Michaels: No, I think we were being pounded on a whole other level, which was really existential at that point. Critics were [saying] “Saturday Night Dead.” The network was “you have to change, you’re too set in your ways.” And the simple fact that different generations come in and make the show their own and they find their own way of doing it, within the same tradition, as opposed to blowing it up and starting over. And the thing about broadcast is that you’re on in all 50 states. In the way that the railroads united the country in the 1900, I think the networks did in this century. You know the show plays differently in Arkansas than it does in Hawaii.

Maron: Maybe I wasn’t right.

Michaels: No, no, no. You were fine.

Maron: Oh.

Michaels: You had a strong point of view and you were clear. You were just part of a mix. There was no idea of so much replacement, as you can only do that gradually. It was whether or not to bring you [on].

Eventually Maron pushed him for a more specific reason, other than it was weird time for the show.

Maron: In retrospect, I don’t know if I was necessarily ready for the show and I came in here.

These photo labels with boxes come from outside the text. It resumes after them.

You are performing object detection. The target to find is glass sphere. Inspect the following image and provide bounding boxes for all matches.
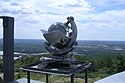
[48,22,66,35]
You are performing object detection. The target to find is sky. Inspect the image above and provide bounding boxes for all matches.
[0,0,125,41]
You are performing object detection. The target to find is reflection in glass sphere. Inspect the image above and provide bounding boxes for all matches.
[48,22,66,35]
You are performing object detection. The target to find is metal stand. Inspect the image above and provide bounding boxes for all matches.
[27,69,88,83]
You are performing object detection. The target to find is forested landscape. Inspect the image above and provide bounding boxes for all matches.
[0,40,125,83]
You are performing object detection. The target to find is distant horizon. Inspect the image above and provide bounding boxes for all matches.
[0,0,125,41]
[0,38,125,42]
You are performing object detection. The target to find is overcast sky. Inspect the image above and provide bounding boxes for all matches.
[0,0,125,41]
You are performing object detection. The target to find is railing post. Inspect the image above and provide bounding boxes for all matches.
[0,16,14,83]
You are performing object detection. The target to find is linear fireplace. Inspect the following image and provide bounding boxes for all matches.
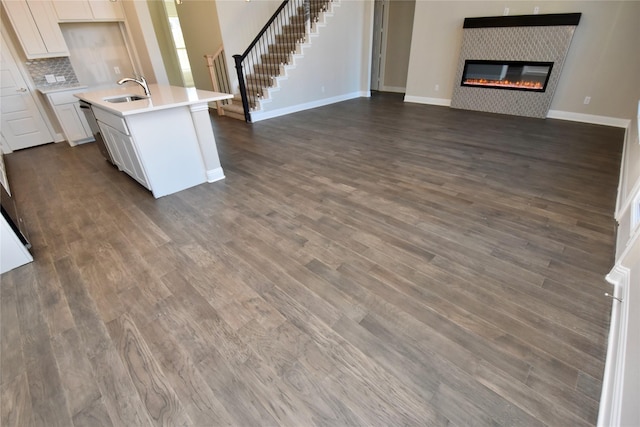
[460,59,553,92]
[451,13,580,118]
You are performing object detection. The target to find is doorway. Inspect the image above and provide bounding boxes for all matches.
[0,32,53,151]
[371,0,416,93]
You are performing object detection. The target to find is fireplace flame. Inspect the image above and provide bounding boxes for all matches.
[463,79,543,90]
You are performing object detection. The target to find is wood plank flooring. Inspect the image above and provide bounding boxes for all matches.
[0,94,623,426]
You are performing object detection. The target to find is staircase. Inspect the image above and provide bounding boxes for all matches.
[212,0,334,121]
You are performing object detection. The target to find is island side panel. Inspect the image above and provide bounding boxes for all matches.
[190,103,224,182]
[125,106,207,198]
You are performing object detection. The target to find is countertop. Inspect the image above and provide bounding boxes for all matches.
[74,83,233,116]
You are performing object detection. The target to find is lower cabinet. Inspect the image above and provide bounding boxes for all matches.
[98,121,151,190]
[47,89,93,146]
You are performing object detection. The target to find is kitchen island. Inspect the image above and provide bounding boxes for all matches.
[75,84,232,198]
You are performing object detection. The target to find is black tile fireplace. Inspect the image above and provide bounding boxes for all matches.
[460,59,553,92]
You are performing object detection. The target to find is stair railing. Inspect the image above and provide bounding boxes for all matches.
[204,46,233,115]
[233,0,329,122]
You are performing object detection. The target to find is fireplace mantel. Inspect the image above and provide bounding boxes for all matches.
[451,13,581,118]
[462,13,582,28]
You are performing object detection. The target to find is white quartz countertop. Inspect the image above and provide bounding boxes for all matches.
[74,83,233,116]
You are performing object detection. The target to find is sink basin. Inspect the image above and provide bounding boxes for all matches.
[104,95,147,104]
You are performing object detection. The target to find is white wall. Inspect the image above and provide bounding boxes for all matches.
[406,0,640,120]
[598,102,640,427]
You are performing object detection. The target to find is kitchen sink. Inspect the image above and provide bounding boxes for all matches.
[104,95,147,104]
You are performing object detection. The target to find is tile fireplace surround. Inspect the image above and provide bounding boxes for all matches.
[451,13,581,118]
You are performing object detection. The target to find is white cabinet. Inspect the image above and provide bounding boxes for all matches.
[47,89,94,146]
[92,108,151,190]
[2,0,69,59]
[53,0,124,22]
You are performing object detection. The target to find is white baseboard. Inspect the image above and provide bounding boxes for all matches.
[404,95,451,107]
[207,168,224,182]
[380,86,407,93]
[597,264,631,427]
[547,110,631,128]
[251,91,371,123]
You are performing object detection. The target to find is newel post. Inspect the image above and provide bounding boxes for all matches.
[233,55,251,122]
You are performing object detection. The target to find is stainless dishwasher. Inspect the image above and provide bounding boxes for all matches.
[80,100,115,165]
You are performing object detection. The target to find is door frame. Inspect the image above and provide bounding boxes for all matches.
[369,0,390,91]
[0,23,59,154]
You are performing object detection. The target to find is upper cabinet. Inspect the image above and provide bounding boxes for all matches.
[2,0,69,59]
[53,0,124,22]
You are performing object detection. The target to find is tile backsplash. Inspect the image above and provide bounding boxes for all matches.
[25,57,79,89]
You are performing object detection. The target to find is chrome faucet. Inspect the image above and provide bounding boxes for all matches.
[118,76,151,96]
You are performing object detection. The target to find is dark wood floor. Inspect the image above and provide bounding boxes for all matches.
[0,94,623,426]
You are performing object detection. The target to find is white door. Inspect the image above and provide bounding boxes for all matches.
[0,35,53,150]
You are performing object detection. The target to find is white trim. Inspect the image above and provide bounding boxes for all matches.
[207,168,224,182]
[597,264,630,427]
[615,123,640,219]
[251,91,371,123]
[380,85,407,93]
[404,95,451,107]
[547,110,631,128]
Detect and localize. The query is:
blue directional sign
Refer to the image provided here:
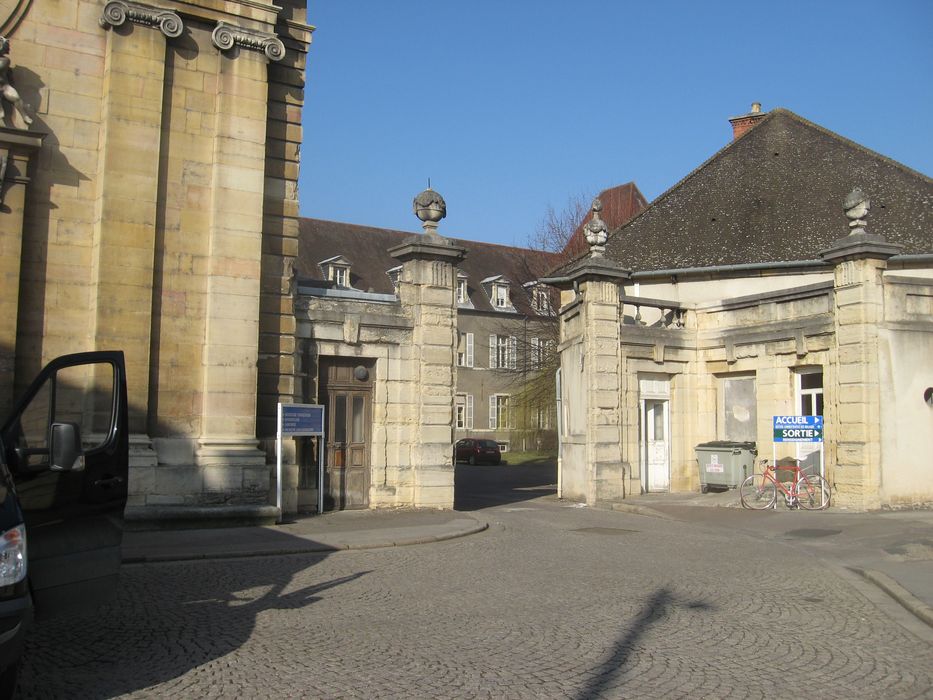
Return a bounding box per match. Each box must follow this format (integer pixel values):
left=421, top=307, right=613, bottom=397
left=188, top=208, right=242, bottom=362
left=280, top=403, right=324, bottom=437
left=774, top=416, right=823, bottom=442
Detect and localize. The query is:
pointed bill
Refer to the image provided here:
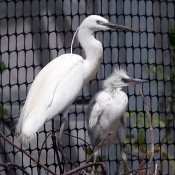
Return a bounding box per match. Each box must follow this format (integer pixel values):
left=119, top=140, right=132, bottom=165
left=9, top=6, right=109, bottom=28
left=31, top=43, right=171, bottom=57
left=122, top=78, right=148, bottom=84
left=103, top=22, right=140, bottom=33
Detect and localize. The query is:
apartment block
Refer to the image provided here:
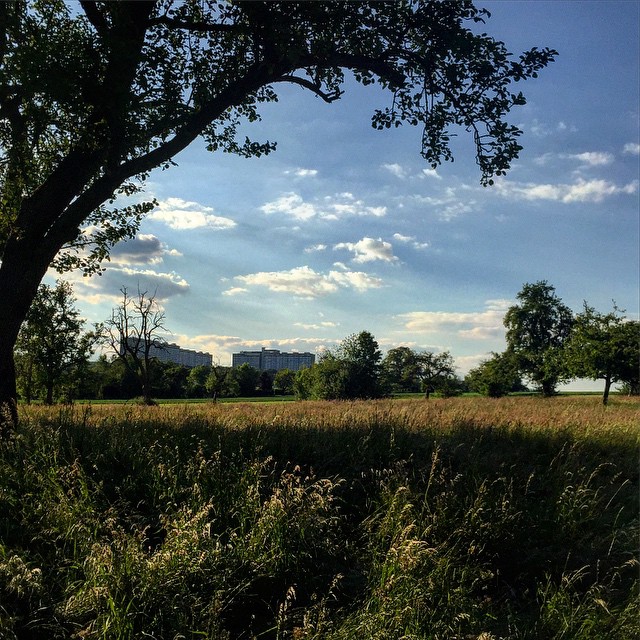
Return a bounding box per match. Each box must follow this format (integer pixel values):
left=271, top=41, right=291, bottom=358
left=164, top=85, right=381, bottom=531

Michaels: You needed to spend a certain amount of time onstage to be ready for the show. I think you were ready. I think it was, I didn’t have – I learned early on that if you bring people in and there’s no real spot for them. Spade, I think, when we did the debate with Bush, Clinton, and Perot. Dana did Bush and Perot. And David was in the wide-shot filling in for Dana, dressed as Perot, so if you see the three shot of them, it’s actually Spade because Dana can’t be in literally both places. But once we cut in, it’s Dana again. So it was just tough for David to catch a break, because Dana. Writers will always go with whoever came through for them on the last show. And so they will go with the performer that they know can deliver and it’s just harder. Unless you play some other kind of part or unless you bring some other kind of voice that’s clear and can withstand those first five or six shows when the audience is less than friendly.

And there it was. Maron seemed to accept the answer, and soon transition into the classic “what did your dad do?” biographical interview.

Later in the interview, they do come back to SNL and Maron pushed Michaels a little on the show’s history of being a competitive place to work, and whether or not he fostered it:

“I think what it comes down to, if you’re leading, you’re in charge, the moment that people think that you don’t want it to be the best show possible – you’re playing favorites, or you’re not in control, or trying to please another constituency, or not just about making it great – then you don’t have the right to walk by them after you cut their piece. When I’m scrambling between dress and air, there are people I like more than other people, but that’s not part of it. It’s just what’s working … The nature of it is, even the most powerful people at a given point in terms of class, will all play by the same rules.

The episode will undoubtedly go down as a classic, both because of Michaels’s position in the history of comedy, and his history with Maron. It did not disappoint.